As I said, curry leaves are used in almost every other dish in one form or other in South Indian cooking. Usually tempered in hot oil, curry leaves can transform a boring dish to a highly flavorful one. Not just that, curry leaves are so good for health too. I remember as a kid, I would pick out the curry leaves and secretly throw them off when my parents weren’t looking. Apparently, curry leaves are good for your hair, eyes and for digestion too. So, it is always good to incorporate them into a dish so that there is a good intake of it in the regular diet.
Karuveppillai or Karuvepaku tastes simply superb in a gravy or in the form of chutney powder – more like gun powder for rice. I used abundant curry leaves with a few other spices to make a batch of curry leaves chutney powder and with idlis, it tasted divine. This chutney powder or idli podi stays well for over two weeks in an air tight container. Not only for idlis or dosas, this tastes great with rice as well as rotis. I love sprinkling some on hot rotis and make a quick roll for myself to satisfy my hunger pangs. So here is how I make it.
To make Karuveppillai Idli Podi | Curry Leaves Chutney Powder
What I used –
- Curry Leaves, 2 cups (tightly packed)
- Urad Dal, 1/3 cup
- Chana Dal, 1/3 cup
- Dried Red Chillies, 10-12
- Cumin Seeds, 2 tsp
- Coriander Seeds, 2 tsp
- Fresh Tamarind, small marble sized ball
- Salt, as required
How I made –
1. In a wide bottomed pot, put the curry leaves.

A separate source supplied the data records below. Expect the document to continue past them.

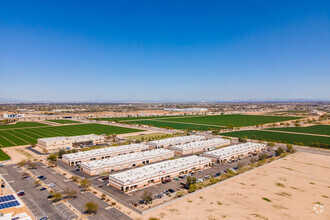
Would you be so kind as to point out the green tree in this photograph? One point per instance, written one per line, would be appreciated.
(263, 156)
(192, 188)
(271, 144)
(190, 180)
(279, 151)
(147, 196)
(91, 207)
(52, 157)
(37, 183)
(56, 196)
(289, 148)
(85, 183)
(60, 153)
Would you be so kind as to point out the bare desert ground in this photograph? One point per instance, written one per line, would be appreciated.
(297, 187)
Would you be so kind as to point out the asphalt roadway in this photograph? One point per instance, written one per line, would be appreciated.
(37, 200)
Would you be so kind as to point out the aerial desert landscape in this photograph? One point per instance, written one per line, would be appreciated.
(286, 189)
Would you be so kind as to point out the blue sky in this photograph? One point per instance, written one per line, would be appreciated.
(164, 50)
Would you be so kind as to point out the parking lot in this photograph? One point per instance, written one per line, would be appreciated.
(65, 211)
(36, 200)
(135, 196)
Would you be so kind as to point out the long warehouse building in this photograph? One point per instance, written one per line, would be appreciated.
(103, 153)
(164, 143)
(155, 173)
(121, 162)
(56, 143)
(199, 146)
(240, 150)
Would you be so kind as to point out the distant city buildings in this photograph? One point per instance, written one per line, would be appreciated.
(12, 115)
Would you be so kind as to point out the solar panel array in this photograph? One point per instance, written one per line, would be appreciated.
(8, 202)
(7, 198)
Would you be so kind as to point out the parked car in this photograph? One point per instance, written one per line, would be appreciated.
(21, 193)
(105, 178)
(166, 181)
(42, 177)
(142, 201)
(200, 180)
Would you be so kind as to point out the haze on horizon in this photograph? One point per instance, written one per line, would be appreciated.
(164, 50)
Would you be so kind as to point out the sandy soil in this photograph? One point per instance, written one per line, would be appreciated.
(326, 122)
(293, 186)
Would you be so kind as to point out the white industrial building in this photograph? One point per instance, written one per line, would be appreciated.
(187, 109)
(240, 150)
(103, 153)
(121, 162)
(6, 115)
(199, 146)
(164, 143)
(154, 173)
(56, 143)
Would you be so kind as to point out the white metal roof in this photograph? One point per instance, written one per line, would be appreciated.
(161, 168)
(176, 140)
(127, 158)
(107, 150)
(200, 144)
(71, 138)
(234, 149)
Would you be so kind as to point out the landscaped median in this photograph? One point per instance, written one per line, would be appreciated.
(196, 185)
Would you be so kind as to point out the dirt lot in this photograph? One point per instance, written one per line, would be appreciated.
(287, 189)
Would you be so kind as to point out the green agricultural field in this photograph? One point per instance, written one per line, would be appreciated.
(122, 119)
(139, 137)
(25, 136)
(64, 121)
(315, 129)
(3, 155)
(180, 126)
(22, 125)
(287, 137)
(234, 120)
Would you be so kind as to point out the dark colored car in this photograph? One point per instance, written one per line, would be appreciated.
(20, 193)
(105, 178)
(41, 178)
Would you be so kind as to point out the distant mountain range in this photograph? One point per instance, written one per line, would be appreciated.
(16, 101)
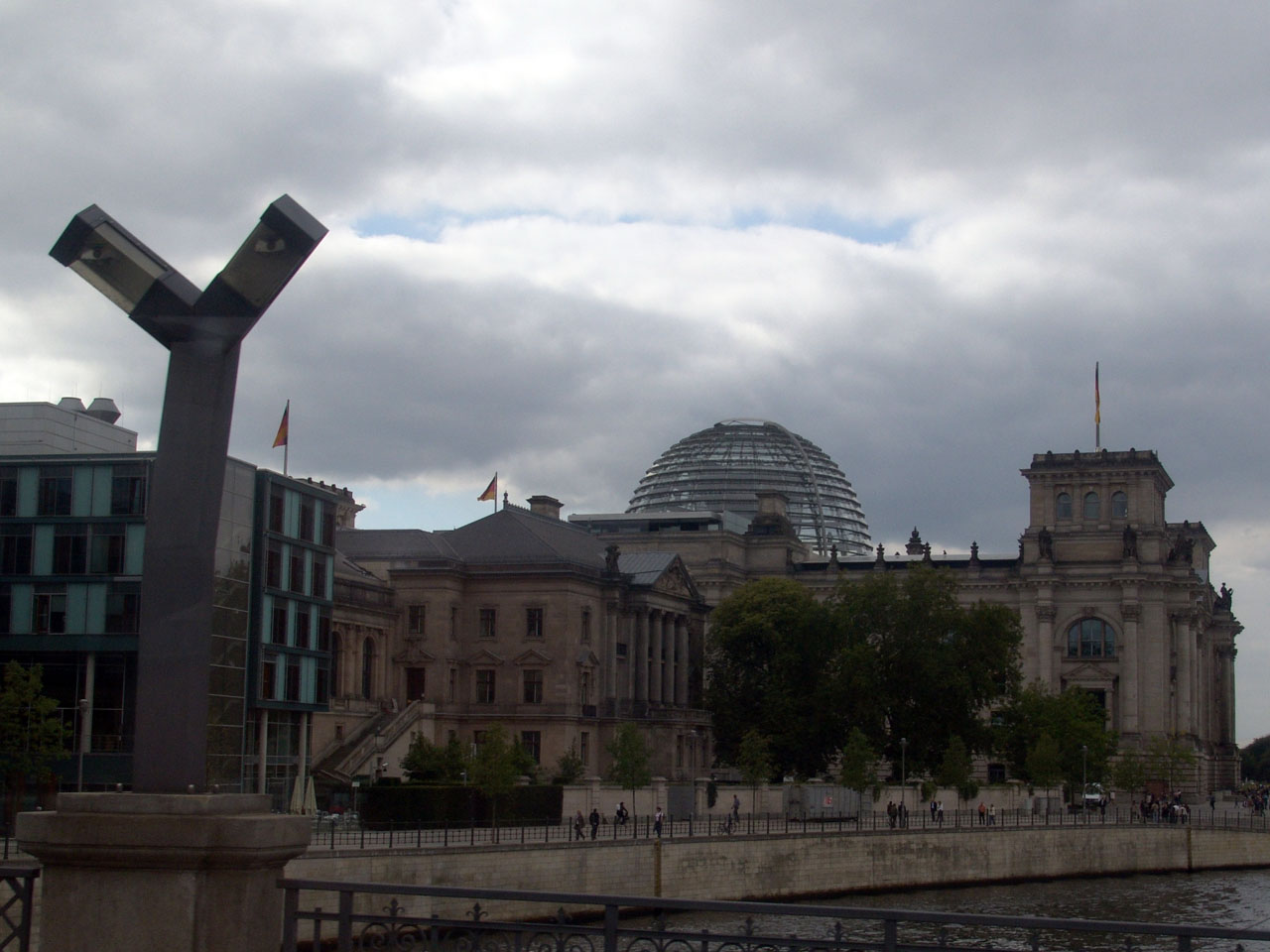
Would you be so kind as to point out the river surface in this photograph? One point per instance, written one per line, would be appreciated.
(1232, 898)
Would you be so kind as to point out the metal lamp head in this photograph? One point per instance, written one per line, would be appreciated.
(109, 258)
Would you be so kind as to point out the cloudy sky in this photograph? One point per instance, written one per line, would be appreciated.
(564, 235)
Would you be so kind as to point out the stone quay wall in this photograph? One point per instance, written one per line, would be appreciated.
(795, 865)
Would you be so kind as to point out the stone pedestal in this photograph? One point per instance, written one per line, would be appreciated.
(162, 873)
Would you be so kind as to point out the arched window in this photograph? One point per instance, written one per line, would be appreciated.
(367, 667)
(1091, 638)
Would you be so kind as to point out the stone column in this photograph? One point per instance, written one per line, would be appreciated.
(162, 873)
(657, 643)
(1128, 651)
(681, 662)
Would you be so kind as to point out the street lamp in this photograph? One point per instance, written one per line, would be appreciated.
(203, 334)
(903, 774)
(84, 743)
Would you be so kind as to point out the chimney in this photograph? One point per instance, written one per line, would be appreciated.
(545, 506)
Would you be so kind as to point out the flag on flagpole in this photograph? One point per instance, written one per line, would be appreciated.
(281, 439)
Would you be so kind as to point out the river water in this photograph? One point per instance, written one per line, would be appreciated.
(1229, 898)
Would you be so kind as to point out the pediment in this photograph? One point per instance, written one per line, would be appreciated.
(485, 657)
(532, 656)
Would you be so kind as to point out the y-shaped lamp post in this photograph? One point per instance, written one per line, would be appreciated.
(203, 333)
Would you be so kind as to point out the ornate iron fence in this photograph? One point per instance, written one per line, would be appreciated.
(451, 919)
(17, 892)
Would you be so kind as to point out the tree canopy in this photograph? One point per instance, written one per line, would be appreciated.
(893, 655)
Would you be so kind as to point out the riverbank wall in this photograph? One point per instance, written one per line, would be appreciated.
(801, 865)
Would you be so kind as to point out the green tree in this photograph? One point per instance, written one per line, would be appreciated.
(857, 766)
(1129, 774)
(1074, 719)
(497, 766)
(754, 763)
(913, 662)
(570, 767)
(430, 763)
(767, 669)
(32, 735)
(956, 771)
(1170, 758)
(629, 767)
(1044, 766)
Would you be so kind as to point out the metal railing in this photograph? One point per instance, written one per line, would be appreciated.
(17, 893)
(463, 920)
(334, 833)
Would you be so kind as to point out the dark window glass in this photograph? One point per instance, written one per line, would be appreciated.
(303, 626)
(318, 587)
(416, 619)
(108, 542)
(70, 549)
(273, 565)
(128, 490)
(16, 549)
(122, 613)
(534, 622)
(532, 744)
(293, 679)
(268, 678)
(8, 492)
(50, 612)
(1092, 508)
(55, 492)
(298, 569)
(484, 685)
(307, 518)
(534, 687)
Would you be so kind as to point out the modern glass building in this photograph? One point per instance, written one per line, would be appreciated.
(724, 467)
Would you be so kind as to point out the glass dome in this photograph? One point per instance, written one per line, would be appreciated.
(724, 466)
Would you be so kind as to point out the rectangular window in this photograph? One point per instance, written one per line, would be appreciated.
(484, 685)
(273, 565)
(8, 492)
(416, 617)
(318, 583)
(277, 509)
(122, 613)
(268, 678)
(416, 683)
(534, 687)
(70, 549)
(307, 518)
(128, 490)
(298, 569)
(532, 744)
(303, 626)
(55, 492)
(50, 612)
(16, 549)
(534, 622)
(278, 629)
(108, 544)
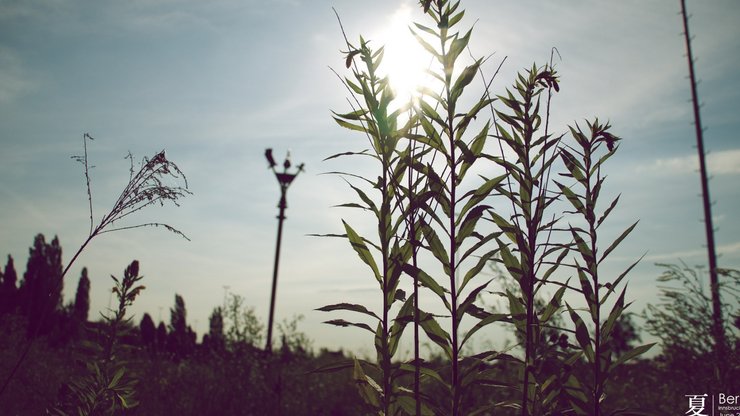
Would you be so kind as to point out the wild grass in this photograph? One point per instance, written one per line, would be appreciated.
(438, 211)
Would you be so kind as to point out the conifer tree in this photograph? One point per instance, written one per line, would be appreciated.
(82, 298)
(181, 336)
(8, 289)
(216, 329)
(148, 331)
(41, 288)
(161, 341)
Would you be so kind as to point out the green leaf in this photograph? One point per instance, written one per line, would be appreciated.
(369, 390)
(334, 366)
(435, 332)
(426, 281)
(618, 240)
(630, 355)
(582, 336)
(359, 245)
(343, 323)
(496, 317)
(608, 210)
(348, 307)
(349, 125)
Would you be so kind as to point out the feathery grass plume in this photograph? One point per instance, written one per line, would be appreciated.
(147, 186)
(106, 387)
(680, 321)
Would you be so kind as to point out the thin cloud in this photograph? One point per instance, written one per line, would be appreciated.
(14, 79)
(726, 162)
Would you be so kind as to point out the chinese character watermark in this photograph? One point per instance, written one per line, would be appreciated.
(696, 404)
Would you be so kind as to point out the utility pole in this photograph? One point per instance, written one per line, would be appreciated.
(718, 326)
(284, 179)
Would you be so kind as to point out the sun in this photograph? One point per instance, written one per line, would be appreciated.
(404, 61)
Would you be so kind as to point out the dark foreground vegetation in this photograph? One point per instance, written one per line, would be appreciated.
(462, 184)
(164, 371)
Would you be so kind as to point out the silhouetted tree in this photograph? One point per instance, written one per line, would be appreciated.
(41, 288)
(624, 336)
(215, 336)
(82, 298)
(161, 341)
(148, 332)
(181, 337)
(8, 290)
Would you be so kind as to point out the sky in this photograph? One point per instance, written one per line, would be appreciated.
(215, 83)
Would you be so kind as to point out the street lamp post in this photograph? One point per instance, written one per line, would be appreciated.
(284, 179)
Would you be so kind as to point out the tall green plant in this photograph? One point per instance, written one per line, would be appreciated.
(526, 246)
(146, 186)
(583, 162)
(372, 115)
(106, 387)
(452, 204)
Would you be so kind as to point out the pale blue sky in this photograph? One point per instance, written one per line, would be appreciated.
(215, 83)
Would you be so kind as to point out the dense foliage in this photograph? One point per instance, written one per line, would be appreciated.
(533, 213)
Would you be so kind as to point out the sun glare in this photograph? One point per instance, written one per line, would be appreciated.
(404, 60)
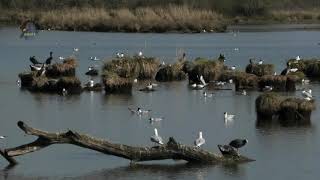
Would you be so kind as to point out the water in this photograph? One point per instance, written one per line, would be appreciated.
(280, 153)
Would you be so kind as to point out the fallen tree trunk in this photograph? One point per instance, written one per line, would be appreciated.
(171, 150)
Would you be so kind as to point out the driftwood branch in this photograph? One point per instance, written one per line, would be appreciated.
(171, 150)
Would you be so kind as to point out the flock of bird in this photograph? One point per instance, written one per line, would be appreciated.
(200, 140)
(156, 138)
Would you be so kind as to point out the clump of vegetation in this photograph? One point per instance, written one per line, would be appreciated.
(171, 72)
(209, 69)
(260, 69)
(311, 67)
(67, 68)
(268, 105)
(57, 77)
(113, 83)
(133, 67)
(278, 82)
(287, 111)
(35, 83)
(295, 111)
(119, 73)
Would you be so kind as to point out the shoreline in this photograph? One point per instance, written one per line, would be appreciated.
(174, 19)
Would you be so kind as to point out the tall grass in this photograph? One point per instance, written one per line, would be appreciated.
(146, 19)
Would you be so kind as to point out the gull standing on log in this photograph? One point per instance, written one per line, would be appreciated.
(200, 141)
(156, 138)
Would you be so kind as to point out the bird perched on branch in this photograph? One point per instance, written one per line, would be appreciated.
(238, 143)
(156, 138)
(200, 141)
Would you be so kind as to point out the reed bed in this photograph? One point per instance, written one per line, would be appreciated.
(142, 19)
(260, 69)
(172, 72)
(310, 67)
(113, 83)
(287, 111)
(278, 82)
(133, 67)
(67, 68)
(242, 80)
(209, 69)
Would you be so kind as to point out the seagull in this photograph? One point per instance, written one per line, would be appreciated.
(200, 141)
(135, 80)
(260, 62)
(149, 86)
(202, 80)
(154, 84)
(307, 99)
(238, 143)
(194, 85)
(90, 83)
(94, 58)
(220, 83)
(244, 92)
(18, 82)
(155, 119)
(61, 58)
(64, 92)
(156, 138)
(48, 61)
(141, 111)
(293, 70)
(228, 117)
(34, 60)
(305, 81)
(200, 86)
(42, 70)
(267, 88)
(205, 94)
(36, 67)
(307, 94)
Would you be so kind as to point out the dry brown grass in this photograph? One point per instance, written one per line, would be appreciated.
(260, 69)
(67, 68)
(268, 104)
(146, 19)
(171, 73)
(133, 67)
(209, 69)
(295, 16)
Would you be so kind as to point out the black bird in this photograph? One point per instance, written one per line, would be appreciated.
(238, 143)
(228, 150)
(34, 61)
(48, 61)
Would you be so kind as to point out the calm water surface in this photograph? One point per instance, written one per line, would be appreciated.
(281, 153)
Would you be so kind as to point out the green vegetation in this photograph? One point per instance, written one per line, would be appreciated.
(171, 73)
(288, 111)
(156, 15)
(260, 69)
(118, 74)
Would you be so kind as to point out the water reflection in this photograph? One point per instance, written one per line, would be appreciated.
(173, 171)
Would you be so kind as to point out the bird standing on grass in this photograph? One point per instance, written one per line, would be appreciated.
(238, 143)
(156, 138)
(200, 141)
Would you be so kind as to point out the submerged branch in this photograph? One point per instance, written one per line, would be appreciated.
(171, 150)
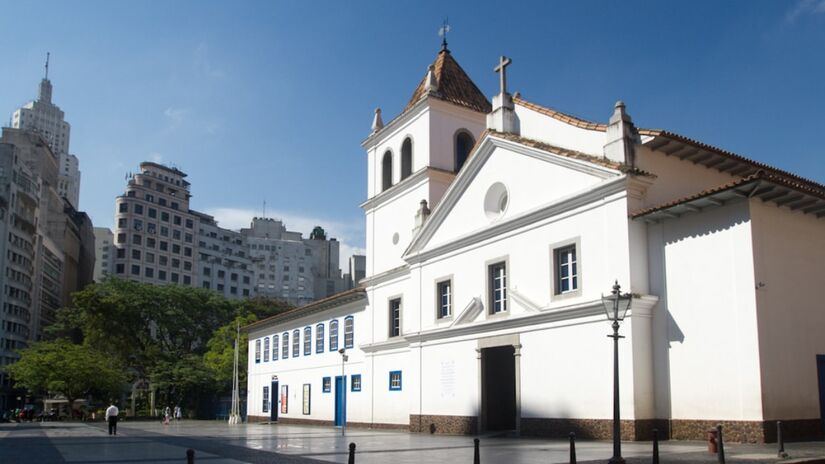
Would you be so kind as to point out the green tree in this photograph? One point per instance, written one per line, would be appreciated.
(61, 367)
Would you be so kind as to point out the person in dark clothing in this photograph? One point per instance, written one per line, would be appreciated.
(111, 417)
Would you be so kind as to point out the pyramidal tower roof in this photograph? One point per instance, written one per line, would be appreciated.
(454, 85)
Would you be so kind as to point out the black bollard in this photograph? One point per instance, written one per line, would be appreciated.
(572, 448)
(780, 440)
(720, 454)
(655, 446)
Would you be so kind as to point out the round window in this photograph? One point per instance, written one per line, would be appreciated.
(496, 201)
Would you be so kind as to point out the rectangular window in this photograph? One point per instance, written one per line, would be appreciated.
(319, 338)
(498, 287)
(333, 336)
(566, 267)
(296, 343)
(349, 332)
(395, 317)
(444, 291)
(395, 380)
(307, 341)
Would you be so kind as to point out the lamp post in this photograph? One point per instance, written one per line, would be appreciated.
(615, 306)
(344, 358)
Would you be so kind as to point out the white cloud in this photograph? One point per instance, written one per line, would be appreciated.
(804, 7)
(349, 235)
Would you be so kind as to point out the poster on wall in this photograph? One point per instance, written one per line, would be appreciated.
(306, 398)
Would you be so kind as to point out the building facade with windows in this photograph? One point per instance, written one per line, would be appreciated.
(494, 230)
(48, 120)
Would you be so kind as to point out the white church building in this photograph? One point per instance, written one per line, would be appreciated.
(493, 230)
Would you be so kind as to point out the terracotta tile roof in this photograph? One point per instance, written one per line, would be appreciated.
(346, 296)
(569, 119)
(454, 86)
(598, 160)
(761, 175)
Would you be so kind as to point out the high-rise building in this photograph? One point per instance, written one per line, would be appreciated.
(48, 120)
(154, 229)
(104, 253)
(159, 240)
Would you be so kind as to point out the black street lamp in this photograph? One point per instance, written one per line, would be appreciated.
(615, 306)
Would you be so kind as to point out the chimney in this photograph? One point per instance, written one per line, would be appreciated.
(621, 137)
(421, 216)
(377, 122)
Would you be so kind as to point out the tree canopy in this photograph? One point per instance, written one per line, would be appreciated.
(63, 368)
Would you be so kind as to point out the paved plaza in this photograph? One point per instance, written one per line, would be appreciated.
(219, 443)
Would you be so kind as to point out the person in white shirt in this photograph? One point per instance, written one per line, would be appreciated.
(111, 417)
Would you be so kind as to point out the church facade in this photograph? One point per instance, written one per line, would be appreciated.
(494, 229)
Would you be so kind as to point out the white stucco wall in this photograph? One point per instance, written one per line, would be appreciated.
(789, 255)
(706, 353)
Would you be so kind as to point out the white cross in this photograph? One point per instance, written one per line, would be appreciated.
(502, 68)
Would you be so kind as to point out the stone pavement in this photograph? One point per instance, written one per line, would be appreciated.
(219, 443)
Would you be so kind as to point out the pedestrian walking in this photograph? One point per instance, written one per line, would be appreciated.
(111, 417)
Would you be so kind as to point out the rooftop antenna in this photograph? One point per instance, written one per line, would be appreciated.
(442, 32)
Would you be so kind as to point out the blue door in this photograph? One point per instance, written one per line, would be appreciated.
(273, 414)
(820, 370)
(340, 400)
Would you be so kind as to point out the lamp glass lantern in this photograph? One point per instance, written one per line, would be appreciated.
(616, 304)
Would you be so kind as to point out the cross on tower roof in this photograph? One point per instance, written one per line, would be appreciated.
(502, 69)
(442, 31)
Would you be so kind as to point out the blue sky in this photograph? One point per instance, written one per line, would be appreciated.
(266, 100)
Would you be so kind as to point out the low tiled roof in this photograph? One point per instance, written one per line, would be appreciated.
(340, 298)
(563, 117)
(752, 165)
(816, 194)
(598, 160)
(454, 86)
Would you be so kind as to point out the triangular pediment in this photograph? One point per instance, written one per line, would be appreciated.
(507, 179)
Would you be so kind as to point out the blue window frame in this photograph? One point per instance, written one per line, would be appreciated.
(395, 380)
(349, 332)
(296, 343)
(319, 338)
(333, 335)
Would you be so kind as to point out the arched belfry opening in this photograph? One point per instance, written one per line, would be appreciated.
(464, 142)
(386, 171)
(406, 158)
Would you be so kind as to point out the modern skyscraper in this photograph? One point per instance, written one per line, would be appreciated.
(47, 119)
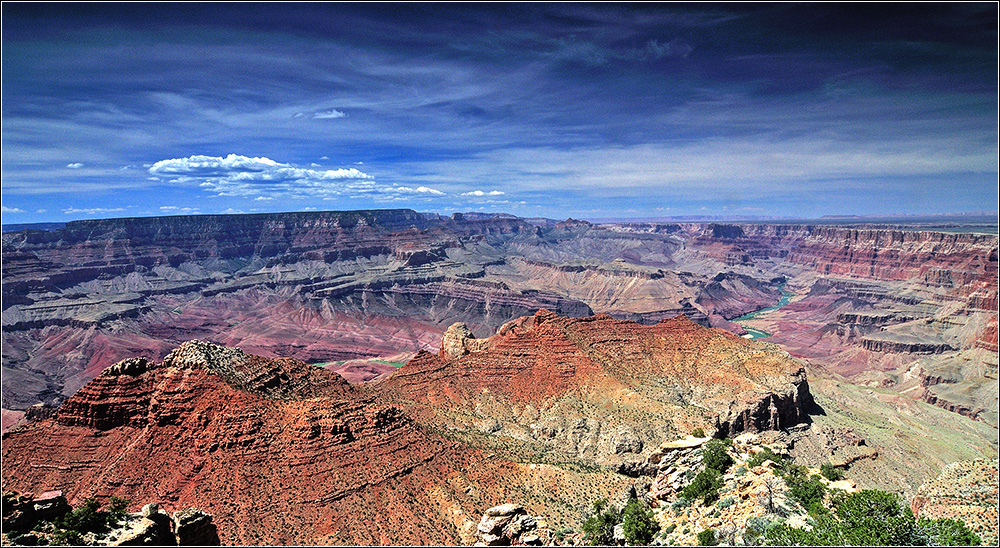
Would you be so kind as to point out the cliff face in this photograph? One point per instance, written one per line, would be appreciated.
(602, 388)
(337, 286)
(277, 450)
(933, 258)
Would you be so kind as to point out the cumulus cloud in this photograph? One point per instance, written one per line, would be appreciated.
(237, 175)
(92, 210)
(329, 114)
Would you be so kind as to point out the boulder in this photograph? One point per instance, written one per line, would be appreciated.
(51, 504)
(193, 527)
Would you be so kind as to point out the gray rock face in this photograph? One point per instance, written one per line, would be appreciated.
(49, 507)
(510, 525)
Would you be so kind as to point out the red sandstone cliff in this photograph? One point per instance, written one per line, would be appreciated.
(280, 452)
(601, 387)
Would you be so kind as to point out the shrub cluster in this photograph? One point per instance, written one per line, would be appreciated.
(636, 520)
(866, 518)
(706, 484)
(70, 528)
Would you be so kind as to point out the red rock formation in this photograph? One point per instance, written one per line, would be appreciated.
(542, 359)
(280, 452)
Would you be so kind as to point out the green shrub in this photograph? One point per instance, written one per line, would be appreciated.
(831, 472)
(716, 456)
(765, 455)
(946, 532)
(707, 538)
(806, 491)
(117, 509)
(85, 518)
(705, 486)
(868, 518)
(600, 527)
(63, 537)
(638, 524)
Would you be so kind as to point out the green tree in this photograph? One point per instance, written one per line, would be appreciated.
(600, 526)
(808, 491)
(765, 455)
(716, 455)
(704, 486)
(831, 472)
(867, 518)
(638, 523)
(707, 538)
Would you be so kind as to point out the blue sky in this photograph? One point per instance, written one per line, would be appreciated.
(555, 110)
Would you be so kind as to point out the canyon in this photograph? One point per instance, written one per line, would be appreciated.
(544, 361)
(907, 309)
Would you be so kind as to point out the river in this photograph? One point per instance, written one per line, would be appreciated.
(757, 333)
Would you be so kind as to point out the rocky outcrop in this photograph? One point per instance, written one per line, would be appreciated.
(568, 370)
(193, 527)
(275, 450)
(150, 527)
(966, 491)
(510, 525)
(32, 521)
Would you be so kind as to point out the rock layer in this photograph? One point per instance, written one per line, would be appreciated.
(553, 380)
(278, 451)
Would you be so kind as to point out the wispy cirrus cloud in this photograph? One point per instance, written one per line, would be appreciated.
(236, 175)
(329, 114)
(265, 179)
(92, 210)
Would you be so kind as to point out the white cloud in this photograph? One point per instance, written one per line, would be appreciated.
(329, 114)
(92, 210)
(237, 175)
(418, 190)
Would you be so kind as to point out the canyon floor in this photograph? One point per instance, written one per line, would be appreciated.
(894, 327)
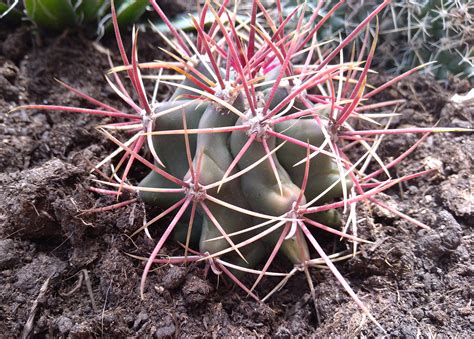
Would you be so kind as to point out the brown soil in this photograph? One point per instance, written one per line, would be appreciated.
(415, 282)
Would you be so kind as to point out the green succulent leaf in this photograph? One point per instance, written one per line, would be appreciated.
(12, 16)
(51, 14)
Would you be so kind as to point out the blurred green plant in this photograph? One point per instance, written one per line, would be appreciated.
(55, 16)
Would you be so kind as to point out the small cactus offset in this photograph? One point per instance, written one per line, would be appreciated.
(252, 152)
(415, 32)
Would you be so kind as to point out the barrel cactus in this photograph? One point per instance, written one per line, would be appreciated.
(252, 151)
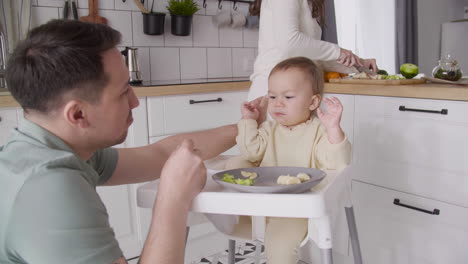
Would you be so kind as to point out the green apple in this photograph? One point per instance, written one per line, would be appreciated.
(409, 70)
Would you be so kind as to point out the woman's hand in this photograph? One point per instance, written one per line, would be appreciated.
(348, 58)
(370, 64)
(331, 119)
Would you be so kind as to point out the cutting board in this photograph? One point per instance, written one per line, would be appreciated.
(378, 82)
(93, 16)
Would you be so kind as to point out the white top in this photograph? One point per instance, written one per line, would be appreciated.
(287, 29)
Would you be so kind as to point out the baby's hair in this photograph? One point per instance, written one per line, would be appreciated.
(307, 66)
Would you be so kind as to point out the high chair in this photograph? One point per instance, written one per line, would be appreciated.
(330, 197)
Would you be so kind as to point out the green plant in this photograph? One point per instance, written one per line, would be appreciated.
(182, 7)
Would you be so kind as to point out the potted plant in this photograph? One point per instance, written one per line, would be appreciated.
(181, 16)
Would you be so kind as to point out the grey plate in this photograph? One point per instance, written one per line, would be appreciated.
(266, 180)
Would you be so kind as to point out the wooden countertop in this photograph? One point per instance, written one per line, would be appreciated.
(423, 91)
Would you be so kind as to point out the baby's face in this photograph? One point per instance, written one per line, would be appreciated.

Wash in running water for 2-3 times to remove any dirt. Strain off the water and allow the curry leaves to dry for 10 mins.
2. Meanwhile, heat a thick bottomed pan. Add urad dal and dry roast on low flame until golden brown. Remove onto a plate. In the same pan, add chana dal and dry roast until golden brown on low flame. Remove onto the same plate.
3. In the pan, add dried red chillies and dry roast until there are black spots and the chillies look slightly puffed up (should take about couple of mins). Remove them onto the plate. In the same pan, add the tamarind and let it heat for a couple of mins. Remove onto the plate as well.
4. Add cumin and coriander seeds, dry roast until nice aroma comes up. Remove onto the plate for cooling. Add curry leaves and on low flame, let the leaves dehydrate. The leaves would wilt and get dried without losing color. Remove from heat. Let everything cool down completely.
5. In a mixer/blender jar, add curry leaves along with red chillies and salt required. Grind until smooth. Add the roasted urad and chana dal along with cumin and coriander seeds. Grind until smooth.
6. Store in an air tight container. Serve as a side for idli, dosa, roti or rice.
- Make sure to clean the curry leaves by removing any that are infested. Wash and let them air dry for 10 mins atleast.
- Tamarind is optional but gives a nice punch to the chutney powder.
- Ensure slow roasting so that the lentils are roasted evenly and until golden brown.
- Make sure the mixture is completely cooled down before grinding. Otherwise, the steam could ruin the chutney powder.
- Store in an air tight container for over two weeks – need not keep it in fridge.
- Serve along with gingely/sesame oil for best taste. If not available, vegetable oil can be used.